A white tea that is roasted and packed in bamboo. Because of this processing, the leaves are broken up more than usual, so it has a pretty strong, punchy, slightly bitter start for a white tea. However, it mellows out on subsequent steeps and develops a nice fruity sweetness with good hui gan.
A very fresh shade-dried white tea, so the leaves on the cake are silver and fluffy and the flavors are very floral and mild. Relaxing and helped me pull through wrapping up a chapter draft in the afternoon (hehe). The sweetness develops over time with a really peachy undertone popping out on the third steep, then fading back to mingle with the light floral taste.
This is a delightfully complex oolong that brings a bunch of nice flavors together. The first steep comes on strong with a sort of tang combined with creaminess that is really unique, and both those flavors chill out in later steeps to blend with the herby and mildly fruity aftertaste.
I got some supposedly-chocolatey ripe puers from White2Tea because I was down to about 2-3 sessions worth of the 2013 w2t brick they included in one of their subscription boxes. That one had underwhelmed me before I had a gaiwan but preparing it gongfu style unlocked the very smooth, rich flavors an aged tea like that had... which end up weirdly being a tiiiny bit like dark chocolate brownie batter in terms of taste and mouthfeel. Weird and heavenly.
This one didn't quite reach that level... The first steep was the very basic "wet leaf" flavor a lot of these have with a slightly worrying chalky/fishy taste under it. But over time it deepened to a very dark steep that started getting at the thicker soup and slightly chocolatey tastes I wanted. I'll play with it some more...
Brewing method: 7oz tea coin in gaiwan, boiling water (2 min soak rinse to start then steep as usual)
A tea coin... this seems to be a popular style of convenience packaging for a few manufacturers lately. It's undeniably more convenient to have the exact amount you need rather than having to break up and weigh parts of a larger tea cake. However, I was hesitant about the long soaking, given that I usually just rinse leaves and then do quick steeps, starting at 10 and adding 5-10 secs each time. My delicate scents and flavors!! I usually break up the White2Tea minis by hand rather than soaking them too. But in this case I gave it a try. The rinse water was very light and the tea overall seemed to respond to a session of several steeps like I expected... so I guess it's fine?

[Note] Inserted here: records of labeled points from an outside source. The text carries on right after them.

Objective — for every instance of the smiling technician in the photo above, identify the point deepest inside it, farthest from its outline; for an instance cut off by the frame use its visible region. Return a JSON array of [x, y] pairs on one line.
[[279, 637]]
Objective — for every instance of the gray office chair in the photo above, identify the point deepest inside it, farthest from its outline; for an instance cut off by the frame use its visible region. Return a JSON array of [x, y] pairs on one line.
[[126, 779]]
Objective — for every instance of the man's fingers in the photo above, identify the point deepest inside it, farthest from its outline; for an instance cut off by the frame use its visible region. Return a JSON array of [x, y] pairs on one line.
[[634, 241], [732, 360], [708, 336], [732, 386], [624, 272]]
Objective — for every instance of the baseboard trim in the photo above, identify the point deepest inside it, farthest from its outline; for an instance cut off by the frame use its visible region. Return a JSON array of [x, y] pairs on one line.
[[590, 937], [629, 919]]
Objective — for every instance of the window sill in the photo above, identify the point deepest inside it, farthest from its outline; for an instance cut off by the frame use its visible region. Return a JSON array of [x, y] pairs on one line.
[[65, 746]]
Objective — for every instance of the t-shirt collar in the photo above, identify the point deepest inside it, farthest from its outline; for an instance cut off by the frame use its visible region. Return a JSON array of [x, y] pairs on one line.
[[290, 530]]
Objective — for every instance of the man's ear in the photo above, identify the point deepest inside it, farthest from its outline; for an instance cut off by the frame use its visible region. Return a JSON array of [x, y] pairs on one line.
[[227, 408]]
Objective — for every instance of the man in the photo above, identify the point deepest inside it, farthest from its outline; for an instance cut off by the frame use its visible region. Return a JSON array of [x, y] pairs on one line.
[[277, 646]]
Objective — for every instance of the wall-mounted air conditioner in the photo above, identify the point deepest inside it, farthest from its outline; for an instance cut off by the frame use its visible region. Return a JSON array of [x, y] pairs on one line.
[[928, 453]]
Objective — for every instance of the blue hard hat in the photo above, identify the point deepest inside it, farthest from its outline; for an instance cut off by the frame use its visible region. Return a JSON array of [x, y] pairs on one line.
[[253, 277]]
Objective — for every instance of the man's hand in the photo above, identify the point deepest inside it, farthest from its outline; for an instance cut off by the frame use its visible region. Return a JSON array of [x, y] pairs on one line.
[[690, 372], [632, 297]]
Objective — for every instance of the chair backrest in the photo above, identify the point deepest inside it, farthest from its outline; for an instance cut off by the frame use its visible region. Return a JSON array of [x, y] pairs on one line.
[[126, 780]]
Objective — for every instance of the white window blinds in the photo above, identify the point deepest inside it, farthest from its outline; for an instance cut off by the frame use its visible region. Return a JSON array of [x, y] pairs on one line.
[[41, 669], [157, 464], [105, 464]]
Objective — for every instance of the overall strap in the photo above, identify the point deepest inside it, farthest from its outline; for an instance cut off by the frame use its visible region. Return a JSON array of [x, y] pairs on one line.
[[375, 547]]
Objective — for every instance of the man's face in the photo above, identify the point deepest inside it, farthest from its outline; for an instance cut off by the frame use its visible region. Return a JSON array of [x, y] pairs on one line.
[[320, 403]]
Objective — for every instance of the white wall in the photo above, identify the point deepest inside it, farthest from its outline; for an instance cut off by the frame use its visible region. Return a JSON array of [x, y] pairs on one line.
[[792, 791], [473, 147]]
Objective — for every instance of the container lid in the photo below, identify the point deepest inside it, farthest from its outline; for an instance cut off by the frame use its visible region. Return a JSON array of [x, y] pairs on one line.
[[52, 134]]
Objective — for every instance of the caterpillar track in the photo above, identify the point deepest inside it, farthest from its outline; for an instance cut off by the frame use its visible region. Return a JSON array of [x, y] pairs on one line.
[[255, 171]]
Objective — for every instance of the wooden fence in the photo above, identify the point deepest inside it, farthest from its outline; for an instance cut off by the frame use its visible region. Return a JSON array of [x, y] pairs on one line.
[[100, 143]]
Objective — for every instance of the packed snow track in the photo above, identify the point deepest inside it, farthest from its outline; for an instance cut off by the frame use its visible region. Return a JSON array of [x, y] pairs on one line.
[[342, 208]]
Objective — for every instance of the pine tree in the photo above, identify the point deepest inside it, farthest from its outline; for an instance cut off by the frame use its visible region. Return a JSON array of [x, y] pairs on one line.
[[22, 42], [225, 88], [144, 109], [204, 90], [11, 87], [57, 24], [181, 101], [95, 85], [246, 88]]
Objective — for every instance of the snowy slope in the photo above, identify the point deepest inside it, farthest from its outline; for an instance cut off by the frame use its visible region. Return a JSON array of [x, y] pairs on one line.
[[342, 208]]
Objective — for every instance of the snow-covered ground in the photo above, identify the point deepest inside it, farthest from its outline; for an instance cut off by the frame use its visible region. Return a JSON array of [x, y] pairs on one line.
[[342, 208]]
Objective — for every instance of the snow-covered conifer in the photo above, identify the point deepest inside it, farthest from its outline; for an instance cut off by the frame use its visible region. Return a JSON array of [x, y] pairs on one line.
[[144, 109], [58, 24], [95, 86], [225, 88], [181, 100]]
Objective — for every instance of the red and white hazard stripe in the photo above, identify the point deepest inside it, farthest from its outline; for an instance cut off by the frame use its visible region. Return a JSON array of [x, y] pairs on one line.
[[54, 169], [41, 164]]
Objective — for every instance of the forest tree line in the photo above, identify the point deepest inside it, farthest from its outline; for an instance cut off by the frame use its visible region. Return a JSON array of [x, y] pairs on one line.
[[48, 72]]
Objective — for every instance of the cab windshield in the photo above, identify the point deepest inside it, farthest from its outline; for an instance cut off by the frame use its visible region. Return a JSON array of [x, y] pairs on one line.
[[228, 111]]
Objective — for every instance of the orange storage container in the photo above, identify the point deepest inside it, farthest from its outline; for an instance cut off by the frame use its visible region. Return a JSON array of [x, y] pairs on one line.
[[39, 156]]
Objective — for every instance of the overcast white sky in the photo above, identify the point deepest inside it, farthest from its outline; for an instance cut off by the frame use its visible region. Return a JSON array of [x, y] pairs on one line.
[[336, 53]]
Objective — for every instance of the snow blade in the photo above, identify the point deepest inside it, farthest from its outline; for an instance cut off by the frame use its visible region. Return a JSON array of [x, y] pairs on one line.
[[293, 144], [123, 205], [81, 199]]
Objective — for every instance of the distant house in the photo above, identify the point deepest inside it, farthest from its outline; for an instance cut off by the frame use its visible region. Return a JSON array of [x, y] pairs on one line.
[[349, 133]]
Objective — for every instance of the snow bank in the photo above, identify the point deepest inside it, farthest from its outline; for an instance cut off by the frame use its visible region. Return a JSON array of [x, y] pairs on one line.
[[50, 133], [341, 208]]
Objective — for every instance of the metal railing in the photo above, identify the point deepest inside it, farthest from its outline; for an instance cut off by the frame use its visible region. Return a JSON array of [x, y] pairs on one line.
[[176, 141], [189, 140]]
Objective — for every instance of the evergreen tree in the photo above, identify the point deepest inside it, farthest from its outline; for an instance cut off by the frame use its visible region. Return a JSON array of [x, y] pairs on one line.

This tea is surprisingly smooth and subtle from the start given the freshness of the material, alongside the typical raw puer grassiness, and has a bit of a creamy, earthy undertone that surprised me. The huigan also has some nice fruity and floral elements to it.
I'll probably be singing the praises of this tea every time I drink it. It's a little pricy, and the brick format is one of the more stubborn ones to get apart that I've had. But it's worth the effort! The leaves break up a bit more in processing, so just 4oz of this tea will do. It's wonderfully rosy in the cup, and starts with a bright, refreshing sour apple type taste then chills out over steeps to a smooth, sweet yet complex, slightly floral oolong flavor.
What a difference a year makes! The initial intensity of the really fresh tea is wayyy smoothed out now. It still is a little bitter on the later/stronger steeps in a way that brings about a strong "returning sweetness," but overall the taste is now much less grassy and much more strong on a sort of brown sugar sweetness with an apricotty aftertaste.
A very fresh tea from White 2 Tea's Tea Club. Opening the cake, there was this immediate grassy/manure type smell similar to Green Hype, but with a bit more dirt and sweetness. Because it's so fresh, the initial taste is very punchy and a bit bitter, but with an underlying peachy sweetness I'm excited to see develop. I might compare it to the 2024 cake that's been aged for a year tomorrow.
Starts out with a sweet warmth similar to toy glass candy mixed with a bit of salty grassiness. The sweetness also becomes a little more plant-y as you go. Energizing, good for many steeps.
After a brisk autumn walk on my day off, I wanted something that was kind of like fallen leaves with a slight touch of decay. That's almost exactly what this tea smells like, with a mild layer of sweet creaminess once brewed. I had three steeps while setting up this new page on the blog, and they were smooth and earthy throughout.